TOR browser

General philosophy message board for Discussion and debate on other philosophical issues not directly related to veganism. Metaphysics, religion, theist vs. atheist debates, politics, general science discussion, etc.
teo123
Senior Member
Posts: 498
Joined: Tue Oct 27, 2015 3:46 pm
Religion: None (Atheist)
Diet: Vegan

Re: TOR browser

Post by teo123 » Fri Aug 02, 2019 3:23 am

brimstoneSalad wrote:Media has been pretty critical of the impractical and overly-politicized nature of the Green New Deal.
Well, my impression is that both most Democrats and most Republicans support the Green New Deal, because they haven't heard what's in it (for the same reason many people support Ken Ham's Young-Earth-Creationism, they don't know Ken Ham claims the measurements of the parallaxes of the stars have been faked).
brimstoneSalad wrote:I'm not going to search all of them, but it's a pretty mixed bag that at least *generally* leans in the direction of the science.
Exactly.
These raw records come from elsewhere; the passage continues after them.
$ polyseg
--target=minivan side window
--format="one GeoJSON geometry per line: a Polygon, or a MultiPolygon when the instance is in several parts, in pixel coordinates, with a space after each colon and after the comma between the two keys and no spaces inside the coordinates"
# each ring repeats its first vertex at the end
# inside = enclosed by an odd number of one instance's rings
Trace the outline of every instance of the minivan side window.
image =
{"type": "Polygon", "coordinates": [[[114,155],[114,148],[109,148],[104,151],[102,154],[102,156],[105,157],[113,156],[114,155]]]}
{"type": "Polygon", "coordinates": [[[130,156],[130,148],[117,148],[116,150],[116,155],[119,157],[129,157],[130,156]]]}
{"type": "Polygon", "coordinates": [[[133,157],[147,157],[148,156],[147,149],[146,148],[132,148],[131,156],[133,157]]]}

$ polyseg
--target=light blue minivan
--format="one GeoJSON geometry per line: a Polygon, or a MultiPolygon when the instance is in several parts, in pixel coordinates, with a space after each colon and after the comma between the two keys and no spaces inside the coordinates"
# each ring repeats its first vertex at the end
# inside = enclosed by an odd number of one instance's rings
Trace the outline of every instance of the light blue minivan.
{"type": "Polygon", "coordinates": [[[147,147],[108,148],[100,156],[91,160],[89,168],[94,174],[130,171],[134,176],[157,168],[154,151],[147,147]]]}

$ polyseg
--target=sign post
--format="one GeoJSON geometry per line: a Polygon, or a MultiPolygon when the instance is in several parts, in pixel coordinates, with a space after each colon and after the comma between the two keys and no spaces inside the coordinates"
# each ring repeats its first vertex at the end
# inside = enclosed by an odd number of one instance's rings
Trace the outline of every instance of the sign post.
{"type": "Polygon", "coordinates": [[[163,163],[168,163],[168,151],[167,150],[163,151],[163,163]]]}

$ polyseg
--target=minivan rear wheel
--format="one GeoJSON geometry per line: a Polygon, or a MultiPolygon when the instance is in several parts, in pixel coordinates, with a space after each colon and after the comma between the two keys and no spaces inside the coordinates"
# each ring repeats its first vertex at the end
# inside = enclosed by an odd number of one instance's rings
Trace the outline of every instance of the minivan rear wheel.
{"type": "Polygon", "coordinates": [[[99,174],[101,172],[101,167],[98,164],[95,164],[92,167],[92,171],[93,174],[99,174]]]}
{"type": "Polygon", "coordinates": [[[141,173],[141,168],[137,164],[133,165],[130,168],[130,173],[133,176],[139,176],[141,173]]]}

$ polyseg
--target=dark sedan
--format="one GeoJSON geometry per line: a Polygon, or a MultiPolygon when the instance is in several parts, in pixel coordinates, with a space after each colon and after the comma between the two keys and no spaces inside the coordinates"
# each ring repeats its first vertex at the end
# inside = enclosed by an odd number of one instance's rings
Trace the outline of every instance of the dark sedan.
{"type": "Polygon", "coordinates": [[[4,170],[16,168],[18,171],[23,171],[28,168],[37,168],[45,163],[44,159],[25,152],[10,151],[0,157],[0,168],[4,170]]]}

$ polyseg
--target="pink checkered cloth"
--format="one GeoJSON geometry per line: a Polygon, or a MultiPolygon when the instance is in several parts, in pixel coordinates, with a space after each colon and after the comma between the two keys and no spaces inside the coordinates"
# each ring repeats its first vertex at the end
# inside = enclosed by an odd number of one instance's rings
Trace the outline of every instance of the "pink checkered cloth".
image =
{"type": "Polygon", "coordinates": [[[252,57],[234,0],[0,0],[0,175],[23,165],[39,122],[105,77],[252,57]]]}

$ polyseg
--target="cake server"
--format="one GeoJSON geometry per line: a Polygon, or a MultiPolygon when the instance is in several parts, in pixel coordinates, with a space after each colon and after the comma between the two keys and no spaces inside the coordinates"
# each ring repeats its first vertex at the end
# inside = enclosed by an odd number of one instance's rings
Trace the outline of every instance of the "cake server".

There are also a few articles on Fox News that acknowledge global warming, and quite a few that deny it.
brimstoneSalad wrote:That's a pretty big barrier when you have trouble accessing the how to.
Well, it will take a few hours of trial-and-error.
Of course, it all depends how much time you are willing to put into it. Somebody who only has access to a computer running Windows 98SE, but is willing to spend months to get Tor running on it, can modify the Rust and Go compilers to run on Windows 98SE (the source code for them is available on GitHub), and then modify the Tor browser to run on Windows 98SE.
Also, the ISP servers are, of course, full of bugs, and somebody who is willing to spend months researching it will probably find a way to remotely block SNI fitering on them for their IP address. There is a high risk you will get detected, though.
brimstoneSalad wrote:The phones in these countries may also be running special software courtesy the government regulations there.
Doesn't it seem to you by orders of magnitude more likely that NSA knows which programs the US citizens have on their mobile phones, than that the Chinese government knows which programs the Chinese people have on their mobile phones? I mean, the version of Android installed on Chinese mobile phones is exactly one that's hosted on GitHub, the version of Android installed on our mobile phones is modified to constantly send some data to Google servers.

teo123
Senior Member
Posts: 498
Joined: Tue Oct 27, 2015 3:46 pm
Religion: None (Atheist)
Diet: Vegan

Post by teo123 » Sun Aug 04, 2019 2:13 pm

Perhaps one interesting statistics is this:
https://www.hrw.org/reports/2006/china0806/3.htm#_Toc142395820 wrote: Roger Dingledine, creator of Tor, reports that “some tens of thousands” of people appear to be using Tor from China on a weekly basis.
(...)
According to a 2000 Chinese Academy of Social Sciences (CASS) survey of Internet use in five Chinese cities, 10 percent of users surveyed admitted to regularly using, and 25 percent to occasionally using, proxy servers to circumvent censorship. A 2005 CASS Internet user survey, asking the same question, received the following response: “never”: 71.2 percent; “seldom”: 19.7 percent; “sometimes”: 5.9 percent; “often”: 2.5 percent; “frequently”: 0.6 percent.
Well, that claim about Tor usage in China seems rather plausible: when you check the statistics, you nearly always see between 3'000 and 5'000 users connected to Tor from within China at this very moment. It's as if the Tor usage remained constant over the years.
Anyway, those statistics strongly suggest the Chinese are simply using something other than Tor to circumvent censorship, right?
I don't know what is meant by proxy servers there. As far as I know, proxy servers don't necessarily cipher the data (triggering keyword filtering), nor do they attempt to hide the fact they are indeed proxy servers. The only things that work against Internet censorship are ones that hide that they are exactly that, either by making themselves look like random noise, or by making it look like you are browsing some particular innocent website. Things that make it look like you are, for example, doing a Skype call or connecting to some unspecified website, are, counter-intuitively, trivial to detect, as well as anything that doesn't implement immunity against active probing (by not responding with anything if somebody who doesn't know the key connects to it).

Anyway, I am lucky to live in Croatia, so I don't have to worry neither about NSA spying on me, nor about the Great Firewall.

User avatar
brimstoneSalad
neither stone nor salad
Posts: 9494
Joined: Wed May 28, 2014 9:20 am
Religion: None (Atheist)
Diet: Vegan

Post by brimstoneSalad » Wed Aug 14, 2019 12:06 am

teo123 wrote:
Fri Aug 02, 2019 3:23 am
Doesn't it seem to you by orders of magnitude more likely that NSA knows which programs the US citizens have on their mobile phones
My perception of the U.S. government is general incompetence and partisan drama that prevents much from being done. Very different from China. You may have a different perception.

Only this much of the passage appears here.